Auto maintenance & body repair
Mechanical and body repair on one job — one invoice
Burj Al Ikhlas Auto Maintenance · Sharjah
Burj Al Ikhlas handles mechanical work and body repair from the same Sharjah site. Split paperwork between bays meant invoices missed labour; GRX links quotations, bay progress, and final billing.
- Services
- Mechanical, body repair & paint
- Area
- Sharjah
- Workflow
- Quotation → job → invoice
The workshop
Burj Al Ikhlas Auto Maintenance isn’t a single-bay operation. Mechanical work happens in one area; denting, painting, and fit-out in another. A customer might come in for accident repair that needs both — panel work plus alignment or suspension checks.
That split is where paperwork usually breaks: the body shop finishes, mechanical still has an open task, and reception invoices only what someone remembered to write down.
What wasn't working
Body and mechanical teams used separate notes. Final invoices often needed manual reconciliation — or customers called back when something was missing.
Insurance and cash jobs mixed together. Larger repair quotes were verbal or on informal notes, which made disputes harder to settle.
Multiple staff needed access — front desk, floor supervisor, owner — but only one person had the full picture.
How they use GRX
Accident and repair jobs start with a quotation that lists body, paint, and mechanical lines where needed. Customer approval is recorded before major parts orders.
Job status is visible across bays. When mechanical work depends on body completion, the sequence shows on the same job instead of two separate trackers.
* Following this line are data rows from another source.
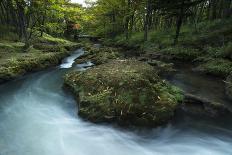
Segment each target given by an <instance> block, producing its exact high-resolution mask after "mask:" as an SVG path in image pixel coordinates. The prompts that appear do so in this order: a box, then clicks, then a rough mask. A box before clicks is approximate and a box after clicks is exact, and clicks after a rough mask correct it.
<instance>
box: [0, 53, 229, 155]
mask: <svg viewBox="0 0 232 155" xmlns="http://www.w3.org/2000/svg"><path fill="white" fill-rule="evenodd" d="M82 53H83V50H78V51H76V52H75V53H74V54H73V55H72V56H70V57H68V58H66V59H65V60H64V63H63V64H61V65H60V66H58V67H56V68H52V69H49V70H47V71H42V72H39V73H34V74H31V75H27V76H25V77H23V78H21V79H18V80H15V81H12V82H9V83H6V84H4V85H1V86H0V155H186V154H187V155H232V127H231V120H229V118H224V119H223V121H221V120H218V121H216V120H214V121H213V120H204V119H202V118H194V119H193V118H191V117H189V116H179V117H178V118H177V119H175V120H173V121H172V122H171V123H170V124H168V125H166V126H163V127H159V128H156V129H153V130H145V129H143V130H142V129H140V130H139V129H130V130H126V129H121V128H118V127H115V126H113V125H96V124H91V123H88V122H85V121H83V120H82V119H80V118H79V117H78V115H77V109H76V108H77V106H76V103H75V101H74V99H73V98H72V97H71V95H69V94H68V93H66V92H64V91H63V89H62V82H63V80H62V77H63V75H64V74H65V73H66V72H68V71H70V70H73V69H77V70H84V67H86V66H88V65H91V64H81V65H77V66H74V67H71V66H72V63H73V62H74V59H75V58H76V57H78V56H80V55H81V54H82Z"/></svg>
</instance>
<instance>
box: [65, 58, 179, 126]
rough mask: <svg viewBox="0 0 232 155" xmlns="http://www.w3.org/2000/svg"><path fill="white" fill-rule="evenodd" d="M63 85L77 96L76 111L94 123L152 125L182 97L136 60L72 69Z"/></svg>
mask: <svg viewBox="0 0 232 155" xmlns="http://www.w3.org/2000/svg"><path fill="white" fill-rule="evenodd" d="M64 85H65V87H66V88H68V89H69V90H71V91H72V92H73V94H74V95H75V97H76V98H77V102H78V106H79V108H78V110H79V115H80V116H82V118H84V119H87V120H89V121H91V122H94V123H100V122H115V123H117V124H119V125H135V126H144V127H154V126H157V125H161V124H164V123H166V122H168V121H169V120H170V119H171V118H172V116H173V114H174V111H175V109H176V108H177V105H178V103H179V102H180V101H182V99H183V96H182V92H181V91H180V90H179V89H178V88H176V87H174V86H172V85H170V84H168V83H167V82H165V81H164V80H162V79H161V78H160V77H159V76H158V74H157V71H156V70H155V69H154V68H153V67H152V66H150V65H148V64H146V63H143V62H139V61H136V60H114V61H111V62H109V63H106V64H103V65H99V66H96V67H94V68H91V69H88V70H87V71H84V72H75V71H74V72H71V73H69V74H67V75H66V76H65V84H64Z"/></svg>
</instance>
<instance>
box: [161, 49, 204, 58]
mask: <svg viewBox="0 0 232 155" xmlns="http://www.w3.org/2000/svg"><path fill="white" fill-rule="evenodd" d="M160 53H162V54H165V55H168V56H169V58H172V59H177V60H184V61H189V60H194V59H195V58H197V57H199V56H200V55H201V54H202V53H201V52H200V51H199V50H198V49H193V48H187V47H181V46H174V47H168V48H164V49H162V50H160Z"/></svg>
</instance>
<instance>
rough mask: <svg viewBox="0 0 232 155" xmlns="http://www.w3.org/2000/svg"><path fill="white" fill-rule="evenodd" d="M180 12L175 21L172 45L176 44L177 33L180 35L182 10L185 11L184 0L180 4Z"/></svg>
mask: <svg viewBox="0 0 232 155" xmlns="http://www.w3.org/2000/svg"><path fill="white" fill-rule="evenodd" d="M180 7H181V8H180V12H179V15H178V17H177V22H176V35H175V38H174V45H176V44H177V43H178V39H179V35H180V29H181V26H182V23H183V18H184V12H185V8H184V0H182V3H181V6H180Z"/></svg>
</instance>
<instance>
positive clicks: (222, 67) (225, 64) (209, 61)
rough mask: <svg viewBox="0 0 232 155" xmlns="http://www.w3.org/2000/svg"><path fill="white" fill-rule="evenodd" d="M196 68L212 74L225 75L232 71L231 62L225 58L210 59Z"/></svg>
mask: <svg viewBox="0 0 232 155" xmlns="http://www.w3.org/2000/svg"><path fill="white" fill-rule="evenodd" d="M197 70H199V71H203V72H205V73H208V74H212V75H217V76H222V77H226V76H227V75H229V74H230V72H231V71H232V62H231V61H230V60H225V59H210V60H208V61H207V62H205V63H202V64H201V65H200V66H198V68H197Z"/></svg>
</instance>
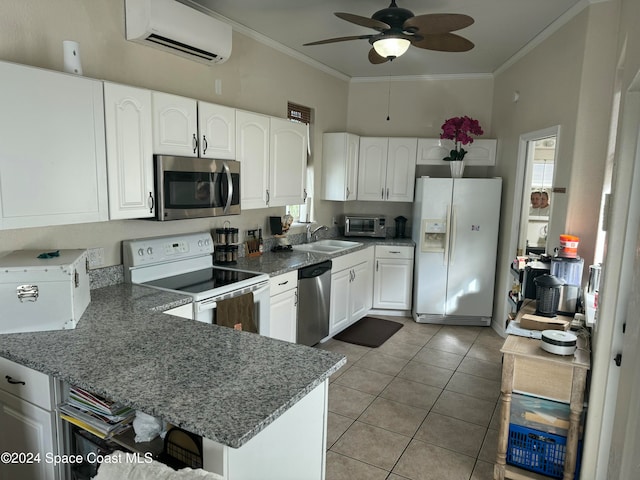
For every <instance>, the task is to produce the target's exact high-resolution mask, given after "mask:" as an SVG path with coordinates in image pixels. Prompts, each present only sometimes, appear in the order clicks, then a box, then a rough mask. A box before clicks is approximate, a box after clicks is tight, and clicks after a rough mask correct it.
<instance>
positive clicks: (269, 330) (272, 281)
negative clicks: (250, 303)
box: [269, 270, 298, 343]
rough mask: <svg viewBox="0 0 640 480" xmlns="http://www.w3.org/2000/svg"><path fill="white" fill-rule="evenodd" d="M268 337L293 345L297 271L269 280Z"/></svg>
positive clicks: (294, 337) (297, 285)
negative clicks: (268, 321)
mask: <svg viewBox="0 0 640 480" xmlns="http://www.w3.org/2000/svg"><path fill="white" fill-rule="evenodd" d="M270 288H271V299H270V311H269V320H270V326H269V336H270V337H271V338H277V339H278V340H285V341H287V342H292V343H295V341H296V333H297V332H296V325H297V320H298V271H297V270H295V271H292V272H288V273H285V274H283V275H278V276H276V277H272V278H271V285H270Z"/></svg>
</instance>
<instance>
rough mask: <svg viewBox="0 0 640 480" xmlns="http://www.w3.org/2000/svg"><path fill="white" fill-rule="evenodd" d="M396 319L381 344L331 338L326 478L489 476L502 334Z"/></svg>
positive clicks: (500, 376) (330, 343) (407, 478)
mask: <svg viewBox="0 0 640 480" xmlns="http://www.w3.org/2000/svg"><path fill="white" fill-rule="evenodd" d="M381 318H388V319H389V320H394V321H398V322H401V323H403V324H404V326H403V327H402V328H401V329H400V330H399V331H398V332H397V333H396V334H395V335H394V336H393V337H391V338H390V339H389V340H387V341H386V342H385V343H384V344H383V345H382V346H380V347H379V348H368V347H362V346H359V345H353V344H349V343H344V342H340V341H338V340H334V339H331V340H329V341H327V342H325V343H323V344H321V345H320V346H319V348H323V349H327V350H332V351H335V352H340V353H343V354H345V355H346V356H347V364H346V365H345V366H344V367H342V368H341V369H340V370H339V371H338V372H336V373H335V374H334V375H333V376H332V377H331V380H330V386H329V419H328V434H327V474H326V479H327V480H343V479H344V480H360V479H362V480H378V479H379V480H403V479H411V480H432V479H433V480H457V479H460V480H463V479H464V480H470V479H471V480H485V479H487V480H489V479H492V478H493V462H494V460H495V455H496V442H497V437H498V412H497V406H498V398H499V396H500V377H501V368H502V365H501V361H502V355H501V353H500V347H501V346H502V343H503V342H504V339H502V338H501V337H500V336H499V335H498V334H496V333H495V332H494V331H493V330H492V329H491V328H489V327H459V326H439V325H427V324H417V323H415V322H414V321H413V320H412V319H411V318H399V317H381Z"/></svg>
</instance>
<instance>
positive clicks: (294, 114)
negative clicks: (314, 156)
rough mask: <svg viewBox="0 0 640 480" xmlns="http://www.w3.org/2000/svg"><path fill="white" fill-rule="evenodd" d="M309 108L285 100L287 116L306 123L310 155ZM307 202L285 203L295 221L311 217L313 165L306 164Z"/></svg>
mask: <svg viewBox="0 0 640 480" xmlns="http://www.w3.org/2000/svg"><path fill="white" fill-rule="evenodd" d="M311 113H312V112H311V109H310V108H309V107H305V106H304V105H298V104H296V103H292V102H287V118H288V119H289V120H291V121H292V122H299V123H304V124H306V125H307V139H308V142H309V149H308V155H311ZM306 192H307V202H306V203H304V204H302V205H287V206H286V211H287V213H288V214H289V215H291V216H292V217H293V220H294V221H295V222H305V223H306V222H310V221H311V218H312V214H311V213H312V212H311V211H310V210H311V196H312V195H313V165H309V164H307V189H306Z"/></svg>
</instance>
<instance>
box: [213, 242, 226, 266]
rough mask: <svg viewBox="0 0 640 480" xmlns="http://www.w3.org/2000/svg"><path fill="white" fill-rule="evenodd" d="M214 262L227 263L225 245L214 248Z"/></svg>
mask: <svg viewBox="0 0 640 480" xmlns="http://www.w3.org/2000/svg"><path fill="white" fill-rule="evenodd" d="M215 260H216V263H226V262H227V247H226V245H216V247H215Z"/></svg>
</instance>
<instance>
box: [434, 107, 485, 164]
mask: <svg viewBox="0 0 640 480" xmlns="http://www.w3.org/2000/svg"><path fill="white" fill-rule="evenodd" d="M483 133H484V132H483V131H482V127H481V126H480V123H478V121H477V120H474V119H473V118H470V117H467V116H466V115H465V116H464V117H452V118H449V119H447V120H446V121H445V122H444V123H443V124H442V133H441V134H440V138H442V139H446V140H453V141H454V143H455V148H454V149H453V150H451V152H449V156H448V157H446V158H445V159H444V160H447V161H452V160H462V159H463V158H464V156H465V155H466V153H467V151H466V150H465V149H464V148H462V145H466V144H468V143H473V138H472V137H471V135H482V134H483Z"/></svg>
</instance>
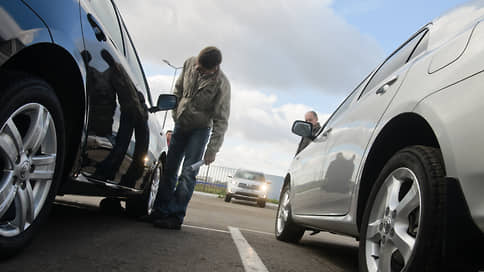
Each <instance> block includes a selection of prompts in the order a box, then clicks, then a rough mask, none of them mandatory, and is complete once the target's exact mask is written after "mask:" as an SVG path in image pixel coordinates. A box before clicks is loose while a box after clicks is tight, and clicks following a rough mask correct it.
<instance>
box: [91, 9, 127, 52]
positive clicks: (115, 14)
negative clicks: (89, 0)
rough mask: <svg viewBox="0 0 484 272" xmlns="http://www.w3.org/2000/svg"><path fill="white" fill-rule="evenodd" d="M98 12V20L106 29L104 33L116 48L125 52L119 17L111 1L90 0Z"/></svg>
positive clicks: (97, 17)
mask: <svg viewBox="0 0 484 272" xmlns="http://www.w3.org/2000/svg"><path fill="white" fill-rule="evenodd" d="M90 4H91V5H92V6H93V7H94V9H95V10H96V14H97V15H98V16H97V19H98V20H99V21H100V22H101V24H102V25H103V27H104V32H107V33H104V34H105V35H106V36H108V37H109V39H110V40H111V41H112V42H113V44H114V46H116V47H117V48H118V49H120V50H121V51H123V50H124V49H123V37H122V35H121V30H120V28H119V21H118V16H117V15H116V11H115V9H114V6H113V3H112V2H111V1H110V0H90Z"/></svg>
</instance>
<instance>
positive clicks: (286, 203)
mask: <svg viewBox="0 0 484 272" xmlns="http://www.w3.org/2000/svg"><path fill="white" fill-rule="evenodd" d="M275 225H276V226H275V233H276V238H277V240H280V241H284V242H289V243H297V242H299V240H301V238H302V236H303V235H304V231H305V228H303V227H301V226H299V225H297V224H296V223H295V222H294V221H293V220H292V214H291V190H290V187H289V184H287V185H285V186H284V188H283V189H282V193H281V197H280V199H279V207H278V208H277V216H276V224H275Z"/></svg>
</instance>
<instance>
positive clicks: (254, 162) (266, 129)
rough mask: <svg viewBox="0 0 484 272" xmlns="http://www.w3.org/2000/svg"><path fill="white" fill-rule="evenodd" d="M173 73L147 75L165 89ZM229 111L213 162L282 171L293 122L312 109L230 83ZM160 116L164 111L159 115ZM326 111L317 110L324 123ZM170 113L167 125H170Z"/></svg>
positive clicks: (307, 105) (270, 94) (216, 163)
mask: <svg viewBox="0 0 484 272" xmlns="http://www.w3.org/2000/svg"><path fill="white" fill-rule="evenodd" d="M171 80H172V77H171V76H164V75H155V76H150V77H148V82H149V84H150V88H151V89H157V90H160V89H161V90H162V89H167V87H166V86H170V84H171ZM231 102H232V103H231V113H230V120H229V128H228V131H227V134H226V137H225V143H224V144H223V146H222V149H221V151H220V152H219V154H217V159H216V161H215V163H216V164H217V165H223V166H227V167H232V168H245V169H251V170H257V171H263V172H265V173H270V174H276V175H284V174H285V171H286V170H287V169H288V167H289V164H290V163H291V161H292V158H293V157H294V154H295V151H296V148H297V145H298V143H299V137H298V136H296V135H294V134H292V133H291V131H290V129H291V125H292V122H293V121H294V120H297V119H302V118H303V117H304V113H305V112H307V111H308V110H310V109H311V107H310V106H308V105H304V104H289V103H286V104H282V105H279V106H277V104H278V102H279V100H278V97H277V95H275V94H265V93H263V92H260V91H257V90H247V89H244V88H242V87H240V86H238V85H233V86H232V101H231ZM158 116H159V118H163V116H164V115H163V114H160V115H158ZM328 117H329V114H326V113H319V120H320V122H321V123H324V122H325V121H326V119H327V118H328ZM173 125H174V124H173V121H172V118H171V114H168V116H167V123H166V126H165V130H166V129H172V128H173Z"/></svg>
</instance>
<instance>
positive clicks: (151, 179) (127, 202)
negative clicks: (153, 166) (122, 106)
mask: <svg viewBox="0 0 484 272" xmlns="http://www.w3.org/2000/svg"><path fill="white" fill-rule="evenodd" d="M162 173H163V164H162V163H160V164H159V165H158V166H157V167H156V168H155V169H154V171H153V173H152V175H151V180H150V183H149V184H148V187H147V188H146V190H145V191H144V193H143V195H141V196H140V197H137V198H131V199H128V200H127V201H126V213H127V214H128V215H130V216H133V217H140V216H144V215H149V214H151V212H152V211H153V208H154V206H155V200H156V195H157V194H158V188H159V187H160V179H161V176H162Z"/></svg>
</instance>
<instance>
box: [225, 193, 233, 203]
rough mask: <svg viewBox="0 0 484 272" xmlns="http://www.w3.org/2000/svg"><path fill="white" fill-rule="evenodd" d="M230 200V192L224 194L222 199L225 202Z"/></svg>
mask: <svg viewBox="0 0 484 272" xmlns="http://www.w3.org/2000/svg"><path fill="white" fill-rule="evenodd" d="M230 200H232V196H231V195H230V194H226V195H225V199H224V201H225V202H230Z"/></svg>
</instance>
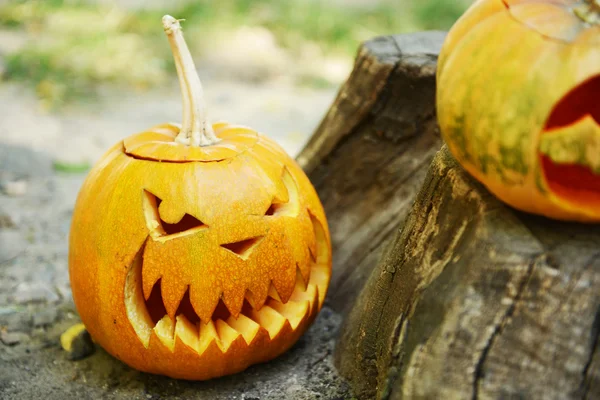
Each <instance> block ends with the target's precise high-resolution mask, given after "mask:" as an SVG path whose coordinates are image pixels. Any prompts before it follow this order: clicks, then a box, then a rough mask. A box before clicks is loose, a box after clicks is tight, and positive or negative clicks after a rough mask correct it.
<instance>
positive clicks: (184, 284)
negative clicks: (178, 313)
mask: <svg viewBox="0 0 600 400" xmlns="http://www.w3.org/2000/svg"><path fill="white" fill-rule="evenodd" d="M177 281H178V279H166V278H164V277H163V278H162V279H161V295H162V300H163V304H164V306H165V309H166V310H167V315H168V316H169V317H170V318H171V319H173V320H174V319H175V314H176V313H177V309H178V308H179V305H180V304H181V300H182V299H183V296H184V295H185V293H186V292H187V291H188V290H189V287H188V285H185V284H179V283H178V282H177Z"/></svg>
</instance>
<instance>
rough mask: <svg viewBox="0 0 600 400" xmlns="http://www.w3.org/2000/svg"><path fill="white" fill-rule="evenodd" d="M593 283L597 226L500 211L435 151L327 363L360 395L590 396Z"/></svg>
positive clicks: (453, 165) (508, 208) (494, 198)
mask: <svg viewBox="0 0 600 400" xmlns="http://www.w3.org/2000/svg"><path fill="white" fill-rule="evenodd" d="M431 101H433V98H432V99H431ZM599 286H600V227H599V226H592V225H580V224H573V223H564V222H557V221H550V220H547V219H544V218H540V217H536V216H532V215H527V214H523V213H520V212H517V211H515V210H513V209H510V208H509V207H507V206H505V205H504V204H502V203H500V202H499V201H498V200H496V199H495V198H494V197H492V196H491V195H490V194H489V192H488V191H487V190H486V189H485V188H483V187H482V186H481V185H479V184H478V183H477V182H475V181H474V180H473V179H471V178H470V177H469V176H468V175H467V173H466V172H464V170H463V169H462V168H461V167H460V166H458V165H457V164H456V162H455V161H454V159H453V158H452V157H451V156H450V154H449V152H448V151H447V149H445V148H444V149H442V151H440V152H439V153H438V155H437V156H436V158H435V159H434V162H433V163H432V166H431V167H430V170H429V172H428V175H427V178H426V179H425V183H424V185H423V188H422V189H421V191H420V193H419V194H418V196H417V199H416V201H415V206H414V208H413V209H412V211H411V213H410V214H409V216H408V217H407V219H406V223H405V225H404V227H403V228H402V229H401V230H400V231H399V232H398V234H397V236H396V237H395V238H394V239H393V241H392V242H391V245H390V247H389V248H388V249H387V251H386V253H385V255H384V256H383V257H382V259H381V261H380V262H379V264H378V265H377V267H376V268H375V269H374V271H373V273H372V275H371V277H370V278H369V280H368V282H367V283H366V285H365V288H364V290H363V291H362V292H361V294H360V296H359V299H358V300H357V302H356V304H355V306H354V308H353V309H352V311H351V312H350V313H349V315H348V318H347V319H346V321H345V323H344V327H343V330H342V335H341V339H340V341H339V343H338V346H337V348H336V365H337V366H338V368H339V369H340V371H341V373H342V374H343V375H344V376H345V377H347V378H348V379H349V380H350V382H351V384H352V385H353V387H354V389H355V391H356V394H357V395H358V396H359V397H360V398H374V397H377V398H381V399H412V398H432V399H433V398H443V399H454V398H457V399H465V398H472V399H478V398H527V399H593V398H600V355H599V353H600V351H599V347H600V346H599V341H598V336H599V332H600V292H599V291H598V287H599Z"/></svg>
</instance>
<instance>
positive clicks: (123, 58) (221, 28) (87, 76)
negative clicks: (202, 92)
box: [0, 0, 470, 107]
mask: <svg viewBox="0 0 600 400" xmlns="http://www.w3.org/2000/svg"><path fill="white" fill-rule="evenodd" d="M92 3H94V2H93V1H92V2H90V0H87V1H85V0H28V1H23V0H21V1H18V0H13V1H9V2H7V3H4V5H1V6H0V27H2V28H3V29H14V30H22V31H25V32H26V33H27V37H28V40H27V41H26V43H25V44H24V45H23V46H21V47H20V48H19V49H18V50H16V51H13V52H11V53H10V54H8V55H6V58H5V63H6V76H7V77H8V79H18V80H23V81H26V82H29V83H31V84H32V85H34V87H35V88H36V90H37V92H38V95H39V96H40V98H41V99H42V100H43V101H44V102H45V104H46V105H48V106H49V107H55V106H60V105H62V104H64V103H65V102H67V101H69V100H70V99H72V98H74V97H77V98H81V96H86V95H89V94H91V93H93V91H94V90H95V89H96V88H97V87H98V86H100V85H102V84H105V83H117V84H126V85H128V86H129V87H133V88H140V89H143V88H146V87H150V86H154V85H157V84H160V83H161V82H164V81H165V80H166V79H167V78H168V76H169V75H170V74H172V73H173V70H174V67H173V63H172V60H171V54H170V49H169V46H168V45H167V41H166V40H165V39H164V37H163V32H162V29H161V25H160V18H161V16H162V14H163V13H164V12H163V10H156V9H150V10H145V9H128V8H124V7H122V6H119V4H121V3H122V2H116V1H115V2H114V3H113V5H98V4H92ZM166 3H167V2H166ZM469 3H470V1H469V0H395V1H392V0H379V1H373V2H369V1H364V4H365V5H362V6H352V5H346V4H344V2H343V1H326V0H323V1H317V0H219V1H212V0H195V1H189V2H185V1H184V2H179V3H178V4H180V5H179V6H178V7H176V8H175V9H173V7H170V8H167V7H165V10H167V9H168V12H169V13H170V14H172V15H174V16H175V17H181V18H185V19H187V20H188V21H189V25H187V26H185V29H186V38H187V40H188V42H189V44H190V47H191V48H192V49H195V48H198V47H199V42H200V41H201V40H202V38H203V37H206V33H207V32H212V33H214V32H219V31H223V32H227V31H232V30H234V29H236V27H240V26H243V25H245V26H261V27H264V28H267V29H268V30H270V31H271V32H272V33H273V35H274V37H275V39H276V40H277V43H278V44H279V45H280V46H281V47H283V48H285V49H287V51H289V52H290V53H291V54H292V55H293V54H294V51H295V49H298V48H299V47H300V46H301V45H302V44H304V43H307V42H309V43H313V44H315V45H318V46H319V47H320V48H321V49H322V50H323V52H324V53H326V54H335V55H337V56H344V57H348V58H351V57H353V56H354V54H355V52H356V49H357V47H358V45H359V43H360V42H361V41H363V40H366V39H369V38H371V37H373V36H376V35H381V34H392V33H401V32H408V31H416V30H425V29H448V28H449V27H450V26H451V25H452V24H453V23H454V21H455V20H456V19H457V18H458V17H459V16H460V14H461V13H462V12H463V11H464V10H465V9H466V7H467V6H468V4H469Z"/></svg>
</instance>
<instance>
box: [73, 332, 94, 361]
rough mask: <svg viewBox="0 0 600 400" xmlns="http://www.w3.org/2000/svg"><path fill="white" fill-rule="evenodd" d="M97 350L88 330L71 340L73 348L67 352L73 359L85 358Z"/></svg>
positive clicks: (82, 358)
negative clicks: (71, 340) (72, 339)
mask: <svg viewBox="0 0 600 400" xmlns="http://www.w3.org/2000/svg"><path fill="white" fill-rule="evenodd" d="M95 350H96V348H95V346H94V342H92V337H91V336H90V334H89V332H88V331H86V330H83V331H81V332H80V333H79V334H78V335H77V336H75V337H74V338H73V341H72V342H71V350H70V351H69V352H67V354H68V355H67V358H68V359H69V360H71V361H78V360H83V359H84V358H86V357H89V356H91V355H92V354H94V351H95Z"/></svg>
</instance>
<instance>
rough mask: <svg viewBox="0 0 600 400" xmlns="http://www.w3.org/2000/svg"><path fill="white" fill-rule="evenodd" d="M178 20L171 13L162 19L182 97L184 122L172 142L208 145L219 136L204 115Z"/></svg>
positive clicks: (198, 90)
mask: <svg viewBox="0 0 600 400" xmlns="http://www.w3.org/2000/svg"><path fill="white" fill-rule="evenodd" d="M180 21H181V20H178V19H175V18H173V17H171V16H170V15H165V16H164V17H163V18H162V23H163V28H164V29H165V33H166V34H167V38H168V39H169V44H170V45H171V50H172V51H173V58H174V59H175V66H176V67H177V76H178V77H179V86H180V87H181V96H182V98H183V121H182V124H181V130H180V131H179V134H178V135H177V137H176V138H175V141H177V142H179V143H183V144H186V145H189V146H210V145H211V144H214V143H216V142H218V141H219V140H220V139H219V138H217V137H216V136H215V132H214V131H213V129H212V125H211V124H210V123H209V122H208V119H207V117H206V106H205V104H204V92H203V90H202V83H201V82H200V78H199V77H198V73H197V72H196V66H195V65H194V60H193V59H192V55H191V54H190V50H189V48H188V47H187V44H186V43H185V39H184V38H183V31H182V29H181V24H180V23H179V22H180Z"/></svg>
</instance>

Front desk and supervisors use role-based logins. Technicians update from the floor; invoices pull completed labour and parts from the job record.
What changed
- Quotations approved before work — including split body/mechanical scopes
- One job status view across mechanical and body repair
- VAT invoices built from completed work orders, not reconstructed from memory
- Multi-user access for desk, supervisors, and workshop floor
“Body would finish and mechanical would still be open — or the other way around. Having one job for the whole repair stopped us invoicing half a car.”